On an obviously smaller scale, MacGregor has tried to run County as McCann ran Celtic, by mobilising the club's natural support base. The pair met a decade ago when McCann's wife, Elspeth, was working as MacGregor's lawyer and their unlikely friendship blossomed. "I was interested in doing a deal with my firm and she was handling it," said MacGregor. "At the same time she was doing the deal to buy Celtic for him. I met him socially and we just clicked.

"He was a competitive wee devil. We were on a golfing holiday in Tenerife once and I challenged him over a round. At the second hole he had a hole-in-one. Until you got near to him you wouldn't have understood him, or realised how competitive his nature was."

"I found that below the tough exterior was a very sensitive guy who really cared," MacGregor recalled. "His public relations were not the best and he was very, very suspicious of the west of Scotland press, but if you got in below that he was quite sensitive and in a peculiar way he was quite close to the fans, although I'm not sure a lot of the them saw that. On the other hand, 10 years on, I think a lot are beginning to acknowledge what he did and what he left for them.

"He gave me a lot of good advice for Ross County. Because he was in the entertainment business, where the customer was king, he had a great vision for what he wanted out of his club.
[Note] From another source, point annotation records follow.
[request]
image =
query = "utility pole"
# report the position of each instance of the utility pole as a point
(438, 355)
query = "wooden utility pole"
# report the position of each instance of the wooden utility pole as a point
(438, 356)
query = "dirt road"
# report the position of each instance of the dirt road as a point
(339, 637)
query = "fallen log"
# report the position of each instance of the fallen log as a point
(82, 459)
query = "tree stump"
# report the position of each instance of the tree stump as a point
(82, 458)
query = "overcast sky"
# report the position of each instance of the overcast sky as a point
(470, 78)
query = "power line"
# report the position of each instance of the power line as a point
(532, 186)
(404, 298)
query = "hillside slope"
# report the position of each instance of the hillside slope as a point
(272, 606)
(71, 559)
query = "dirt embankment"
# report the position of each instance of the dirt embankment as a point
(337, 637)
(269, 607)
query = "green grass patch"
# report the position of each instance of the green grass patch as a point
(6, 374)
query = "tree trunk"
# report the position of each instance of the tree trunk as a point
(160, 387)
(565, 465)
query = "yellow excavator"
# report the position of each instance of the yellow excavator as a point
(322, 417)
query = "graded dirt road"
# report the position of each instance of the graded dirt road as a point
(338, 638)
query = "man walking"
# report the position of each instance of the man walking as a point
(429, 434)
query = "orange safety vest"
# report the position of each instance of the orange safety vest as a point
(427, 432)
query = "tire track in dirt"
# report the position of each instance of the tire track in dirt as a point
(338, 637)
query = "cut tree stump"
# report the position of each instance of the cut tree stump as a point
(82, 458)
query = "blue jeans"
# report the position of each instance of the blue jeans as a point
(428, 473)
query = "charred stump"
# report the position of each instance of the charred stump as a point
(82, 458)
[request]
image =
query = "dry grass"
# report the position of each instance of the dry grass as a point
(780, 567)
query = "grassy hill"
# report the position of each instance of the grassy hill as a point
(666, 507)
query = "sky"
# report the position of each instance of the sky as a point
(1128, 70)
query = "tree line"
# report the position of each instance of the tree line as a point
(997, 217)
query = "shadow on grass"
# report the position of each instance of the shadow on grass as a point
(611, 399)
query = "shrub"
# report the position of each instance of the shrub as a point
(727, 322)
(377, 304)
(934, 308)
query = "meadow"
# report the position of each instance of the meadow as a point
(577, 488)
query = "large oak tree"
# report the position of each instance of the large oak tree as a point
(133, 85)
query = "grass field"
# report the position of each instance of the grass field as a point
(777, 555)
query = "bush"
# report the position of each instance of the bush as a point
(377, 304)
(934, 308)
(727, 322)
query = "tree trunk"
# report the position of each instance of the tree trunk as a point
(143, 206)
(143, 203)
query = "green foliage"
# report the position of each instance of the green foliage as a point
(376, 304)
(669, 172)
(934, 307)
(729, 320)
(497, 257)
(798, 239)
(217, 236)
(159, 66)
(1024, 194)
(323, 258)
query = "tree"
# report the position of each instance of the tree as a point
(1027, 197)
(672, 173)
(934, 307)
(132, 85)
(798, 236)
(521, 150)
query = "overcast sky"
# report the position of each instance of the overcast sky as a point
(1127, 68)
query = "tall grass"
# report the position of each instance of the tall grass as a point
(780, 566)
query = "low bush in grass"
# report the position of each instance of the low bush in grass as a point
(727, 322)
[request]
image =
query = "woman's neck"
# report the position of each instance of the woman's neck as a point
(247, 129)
I remember being there on the day he took over and there were only 6,500 season ticket holders. Today there are, what, 45,000? That didn't happen by chance. They were always there but Fergus was able to go and mobilise them.
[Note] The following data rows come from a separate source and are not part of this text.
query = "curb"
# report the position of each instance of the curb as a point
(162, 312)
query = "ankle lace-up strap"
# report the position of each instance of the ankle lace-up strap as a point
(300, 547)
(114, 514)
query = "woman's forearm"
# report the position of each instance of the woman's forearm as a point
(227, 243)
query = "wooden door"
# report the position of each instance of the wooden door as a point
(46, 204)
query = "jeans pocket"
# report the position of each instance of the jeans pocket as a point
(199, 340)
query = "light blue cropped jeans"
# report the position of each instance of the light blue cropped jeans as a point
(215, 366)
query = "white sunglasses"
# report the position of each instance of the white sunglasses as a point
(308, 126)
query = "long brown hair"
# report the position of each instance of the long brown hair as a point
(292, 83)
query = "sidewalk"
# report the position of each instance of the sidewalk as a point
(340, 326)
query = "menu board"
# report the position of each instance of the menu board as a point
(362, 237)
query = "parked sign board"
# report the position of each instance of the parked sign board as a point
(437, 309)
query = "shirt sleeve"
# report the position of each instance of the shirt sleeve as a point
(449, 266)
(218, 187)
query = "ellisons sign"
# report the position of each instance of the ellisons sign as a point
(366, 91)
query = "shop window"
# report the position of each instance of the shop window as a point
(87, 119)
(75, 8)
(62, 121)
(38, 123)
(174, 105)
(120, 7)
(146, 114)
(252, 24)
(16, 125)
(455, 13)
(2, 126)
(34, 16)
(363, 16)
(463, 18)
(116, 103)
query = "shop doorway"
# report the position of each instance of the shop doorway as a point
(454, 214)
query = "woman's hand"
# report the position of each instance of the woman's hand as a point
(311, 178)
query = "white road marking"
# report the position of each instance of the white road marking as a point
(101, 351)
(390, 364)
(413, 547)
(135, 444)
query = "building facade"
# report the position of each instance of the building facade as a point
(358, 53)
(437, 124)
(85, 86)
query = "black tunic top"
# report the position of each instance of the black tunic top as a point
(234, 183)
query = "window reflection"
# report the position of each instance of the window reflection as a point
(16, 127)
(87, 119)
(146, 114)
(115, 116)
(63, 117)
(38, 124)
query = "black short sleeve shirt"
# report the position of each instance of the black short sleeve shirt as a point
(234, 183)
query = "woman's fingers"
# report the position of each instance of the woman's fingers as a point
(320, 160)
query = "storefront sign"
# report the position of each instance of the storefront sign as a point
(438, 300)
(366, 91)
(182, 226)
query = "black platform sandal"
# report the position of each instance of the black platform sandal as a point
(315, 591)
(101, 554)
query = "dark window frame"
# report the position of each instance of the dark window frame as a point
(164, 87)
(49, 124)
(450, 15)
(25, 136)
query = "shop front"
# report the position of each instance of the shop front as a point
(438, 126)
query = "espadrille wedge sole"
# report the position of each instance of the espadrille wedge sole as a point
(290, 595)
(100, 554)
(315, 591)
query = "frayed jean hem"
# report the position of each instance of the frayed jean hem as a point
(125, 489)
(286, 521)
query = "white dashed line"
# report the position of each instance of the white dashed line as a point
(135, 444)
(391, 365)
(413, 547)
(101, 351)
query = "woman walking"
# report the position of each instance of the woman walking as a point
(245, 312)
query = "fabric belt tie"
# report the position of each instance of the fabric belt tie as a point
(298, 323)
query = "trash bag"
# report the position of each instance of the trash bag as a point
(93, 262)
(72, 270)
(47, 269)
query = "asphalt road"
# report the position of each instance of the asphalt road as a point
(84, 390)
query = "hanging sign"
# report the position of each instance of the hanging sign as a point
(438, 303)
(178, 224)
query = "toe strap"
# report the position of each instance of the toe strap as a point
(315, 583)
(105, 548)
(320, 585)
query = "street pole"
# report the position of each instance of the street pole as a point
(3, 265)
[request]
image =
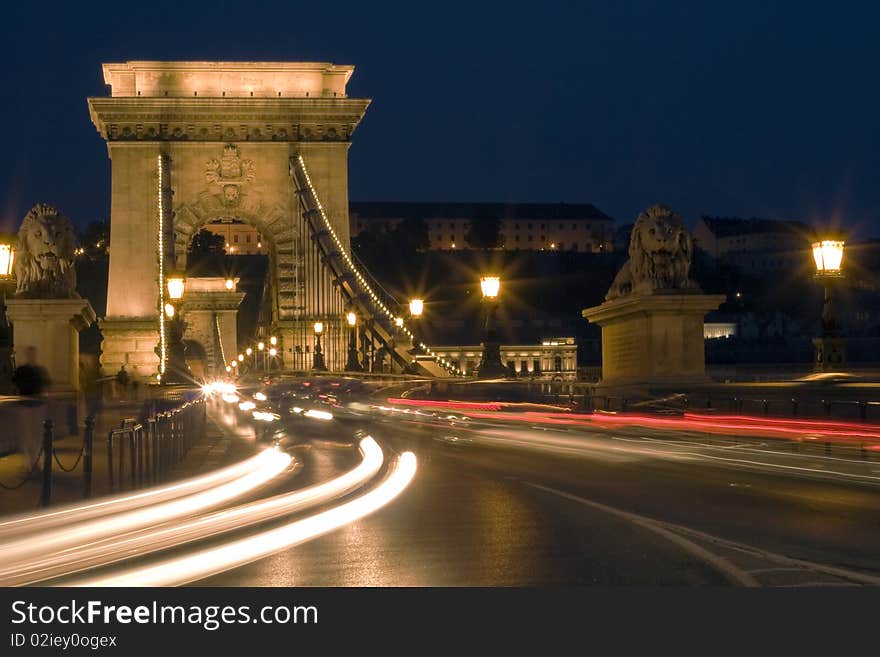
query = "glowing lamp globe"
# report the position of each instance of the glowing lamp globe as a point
(490, 286)
(828, 255)
(176, 285)
(7, 256)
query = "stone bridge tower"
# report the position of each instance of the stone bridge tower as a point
(194, 142)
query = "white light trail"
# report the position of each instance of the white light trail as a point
(153, 539)
(41, 521)
(269, 463)
(204, 563)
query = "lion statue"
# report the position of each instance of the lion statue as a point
(44, 261)
(660, 252)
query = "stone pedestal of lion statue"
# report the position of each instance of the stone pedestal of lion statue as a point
(652, 317)
(46, 313)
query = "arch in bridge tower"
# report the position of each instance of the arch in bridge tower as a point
(192, 142)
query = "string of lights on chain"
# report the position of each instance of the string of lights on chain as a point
(398, 321)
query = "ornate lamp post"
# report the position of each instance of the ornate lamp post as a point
(273, 349)
(318, 360)
(7, 364)
(177, 369)
(491, 366)
(352, 364)
(829, 350)
(416, 308)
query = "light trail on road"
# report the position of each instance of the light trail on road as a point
(204, 563)
(266, 465)
(153, 539)
(40, 521)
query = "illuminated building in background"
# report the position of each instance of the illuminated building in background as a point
(551, 359)
(239, 238)
(578, 227)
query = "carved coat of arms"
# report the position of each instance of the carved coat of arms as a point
(230, 172)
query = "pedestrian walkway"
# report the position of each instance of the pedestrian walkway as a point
(213, 450)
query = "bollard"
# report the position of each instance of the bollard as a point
(110, 458)
(132, 457)
(88, 441)
(46, 496)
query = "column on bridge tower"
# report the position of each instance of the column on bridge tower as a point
(130, 327)
(227, 131)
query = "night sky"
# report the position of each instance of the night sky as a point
(737, 108)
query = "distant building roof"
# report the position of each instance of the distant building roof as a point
(388, 210)
(728, 226)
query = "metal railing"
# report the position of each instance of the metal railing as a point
(140, 453)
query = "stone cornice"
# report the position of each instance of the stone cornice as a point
(226, 119)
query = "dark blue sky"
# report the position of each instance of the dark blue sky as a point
(735, 108)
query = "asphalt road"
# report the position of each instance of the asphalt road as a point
(510, 504)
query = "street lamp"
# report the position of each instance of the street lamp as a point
(490, 366)
(177, 369)
(261, 346)
(318, 359)
(352, 364)
(829, 350)
(7, 365)
(416, 308)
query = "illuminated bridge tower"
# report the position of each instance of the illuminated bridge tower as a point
(195, 142)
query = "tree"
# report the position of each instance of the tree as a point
(207, 243)
(484, 232)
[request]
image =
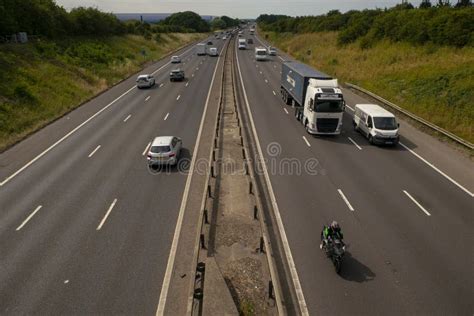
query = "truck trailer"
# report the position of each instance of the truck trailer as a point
(317, 99)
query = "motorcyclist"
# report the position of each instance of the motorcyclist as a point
(331, 233)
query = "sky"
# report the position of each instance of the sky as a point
(232, 8)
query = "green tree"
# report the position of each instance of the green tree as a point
(187, 20)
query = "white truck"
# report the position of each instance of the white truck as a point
(242, 43)
(376, 123)
(201, 49)
(317, 99)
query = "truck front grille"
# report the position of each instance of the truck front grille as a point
(327, 125)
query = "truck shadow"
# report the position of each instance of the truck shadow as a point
(354, 270)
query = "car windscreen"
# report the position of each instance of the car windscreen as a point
(385, 123)
(160, 149)
(331, 106)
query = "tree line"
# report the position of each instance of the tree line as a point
(441, 24)
(46, 18)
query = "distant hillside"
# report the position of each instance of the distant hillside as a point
(151, 17)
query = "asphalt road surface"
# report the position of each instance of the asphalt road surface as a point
(409, 227)
(86, 228)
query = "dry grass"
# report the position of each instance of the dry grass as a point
(38, 85)
(436, 83)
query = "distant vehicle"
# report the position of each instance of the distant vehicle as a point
(271, 51)
(213, 51)
(145, 81)
(242, 44)
(201, 49)
(175, 59)
(317, 98)
(177, 75)
(261, 54)
(376, 123)
(165, 150)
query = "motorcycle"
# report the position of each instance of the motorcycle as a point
(335, 250)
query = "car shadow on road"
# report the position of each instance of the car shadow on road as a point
(354, 270)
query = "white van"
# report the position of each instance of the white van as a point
(261, 53)
(376, 123)
(242, 43)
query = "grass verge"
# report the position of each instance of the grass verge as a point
(433, 82)
(40, 81)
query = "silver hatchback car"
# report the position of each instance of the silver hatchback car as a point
(165, 150)
(145, 81)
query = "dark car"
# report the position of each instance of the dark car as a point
(177, 75)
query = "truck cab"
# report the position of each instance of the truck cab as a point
(323, 107)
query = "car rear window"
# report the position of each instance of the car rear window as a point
(160, 149)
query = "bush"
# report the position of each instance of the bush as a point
(441, 25)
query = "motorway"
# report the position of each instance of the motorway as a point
(408, 225)
(85, 228)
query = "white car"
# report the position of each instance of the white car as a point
(165, 150)
(175, 60)
(145, 81)
(272, 51)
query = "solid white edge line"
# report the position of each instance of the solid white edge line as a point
(360, 148)
(416, 202)
(146, 148)
(93, 152)
(471, 194)
(286, 245)
(439, 171)
(29, 217)
(106, 214)
(174, 246)
(345, 200)
(76, 128)
(307, 143)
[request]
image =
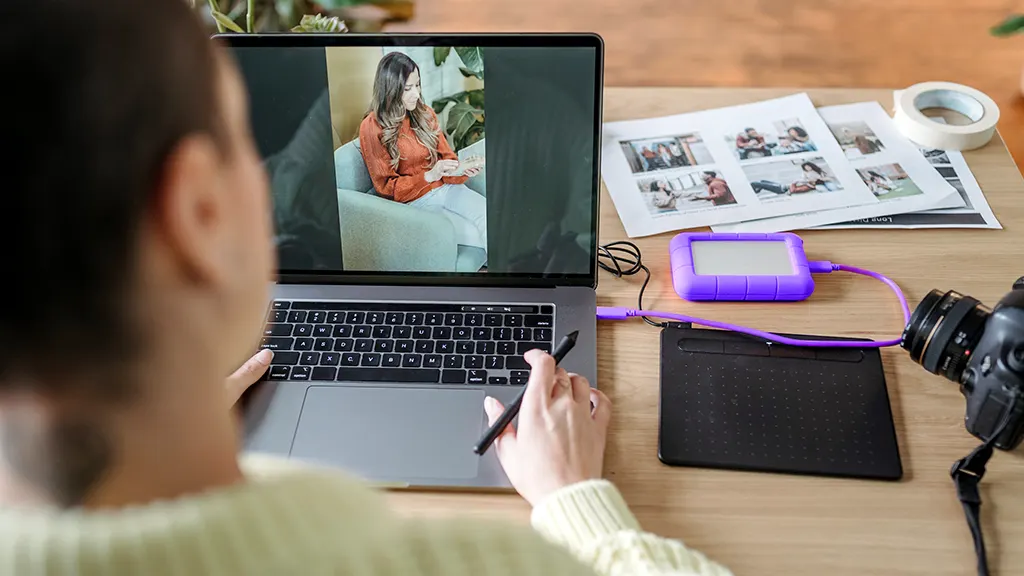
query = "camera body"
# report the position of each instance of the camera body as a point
(982, 350)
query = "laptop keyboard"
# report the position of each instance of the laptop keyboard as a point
(449, 343)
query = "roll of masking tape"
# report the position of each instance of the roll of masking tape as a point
(977, 107)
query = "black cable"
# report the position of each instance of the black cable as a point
(626, 253)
"I've tried to model Ross County on the relationship Celtic got with their supporters. What Fergus did at Celtic impressed me. You could go in the front door at Celtic Park and have a family meal in the restaurant and the players, or the chairman, could be sitting next to you. It touched me, that that level of access existed at a club of that size. That was the model we followed in Dingwall."
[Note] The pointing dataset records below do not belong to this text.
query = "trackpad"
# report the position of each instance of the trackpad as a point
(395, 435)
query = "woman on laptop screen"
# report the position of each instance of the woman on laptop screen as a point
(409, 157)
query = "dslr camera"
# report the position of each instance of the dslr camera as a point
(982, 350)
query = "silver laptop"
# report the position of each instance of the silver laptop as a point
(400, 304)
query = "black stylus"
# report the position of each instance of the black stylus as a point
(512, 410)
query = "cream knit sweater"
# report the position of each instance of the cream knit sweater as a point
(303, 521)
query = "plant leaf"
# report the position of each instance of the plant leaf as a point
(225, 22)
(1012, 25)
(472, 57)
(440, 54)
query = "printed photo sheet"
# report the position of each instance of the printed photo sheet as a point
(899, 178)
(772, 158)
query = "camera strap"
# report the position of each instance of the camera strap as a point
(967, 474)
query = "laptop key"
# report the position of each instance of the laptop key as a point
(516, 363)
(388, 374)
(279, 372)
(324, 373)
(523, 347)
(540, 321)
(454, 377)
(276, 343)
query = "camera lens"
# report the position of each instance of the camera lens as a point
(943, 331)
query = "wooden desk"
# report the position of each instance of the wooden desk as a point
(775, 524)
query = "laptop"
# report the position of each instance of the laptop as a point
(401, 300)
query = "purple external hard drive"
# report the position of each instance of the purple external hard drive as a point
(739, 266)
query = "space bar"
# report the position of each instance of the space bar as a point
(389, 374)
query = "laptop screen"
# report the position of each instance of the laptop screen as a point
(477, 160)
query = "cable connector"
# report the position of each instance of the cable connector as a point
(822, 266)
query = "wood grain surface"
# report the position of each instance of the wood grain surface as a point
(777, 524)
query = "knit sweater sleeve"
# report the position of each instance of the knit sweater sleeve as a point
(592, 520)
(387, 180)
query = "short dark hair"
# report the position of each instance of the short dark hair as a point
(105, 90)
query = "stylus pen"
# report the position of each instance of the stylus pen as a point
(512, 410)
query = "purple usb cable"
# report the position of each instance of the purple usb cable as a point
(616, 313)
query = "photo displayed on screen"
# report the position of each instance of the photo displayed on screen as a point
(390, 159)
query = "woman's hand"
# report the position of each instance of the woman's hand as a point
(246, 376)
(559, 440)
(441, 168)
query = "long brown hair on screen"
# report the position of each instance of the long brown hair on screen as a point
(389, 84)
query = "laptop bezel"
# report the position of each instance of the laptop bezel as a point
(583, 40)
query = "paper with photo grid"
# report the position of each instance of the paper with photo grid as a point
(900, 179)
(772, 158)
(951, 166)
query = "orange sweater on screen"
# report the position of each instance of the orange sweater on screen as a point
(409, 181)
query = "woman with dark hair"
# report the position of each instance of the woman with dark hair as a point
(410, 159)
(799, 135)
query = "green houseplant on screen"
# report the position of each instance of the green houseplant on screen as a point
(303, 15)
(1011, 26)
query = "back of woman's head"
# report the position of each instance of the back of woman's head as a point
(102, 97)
MacGregor, a self-made millionaire, has a voracious appetite for improving a club which has climbed the divisions under him since entering the Scottish League at the bottom rung in 1994. The club recently inaugurated its (pounds) 5 million Highland Football Academy - only the second indoor training complex in the country, after Murray Park - and invited Walter Smith to launch a (pounds) 1.3m community education programme.

With 5,000 people Dingwall has the smallest population of any British town with a senior league club and yet Ross County's average gate is 300 more than any other club outwith the SPL. Around 15,000 Highland school-children pass through their coaching system each year and supporters descend from all over the north - and from neighbouring Inverness, the enemy territory of Caledonian Thistle - to watch Alex Smith's side. Rangers secretary Campbell Ogilvie recently spent a couple of days at the club and chairman John McClelland returned the favour by subsequently hosting a Ross County contingent at Ibrox and Murray Park. "We are always open to ideas," said MacGregor. "We go looking for best practice at most clubs."

Celtic travelled to Dingwall for a friendly in 1997 which was arranged through MacGregor and McCann's friendship, but the County chairman is relishing the first competitive match between the clubs. "We had a wee party at the house last night, all the management team were there, we were singing The Fields Of Athenry! We were laughing that we may not go down there and beat them, but our 5,000-6,000 supporters will give them a run for their money in singing The Fields of Athenry.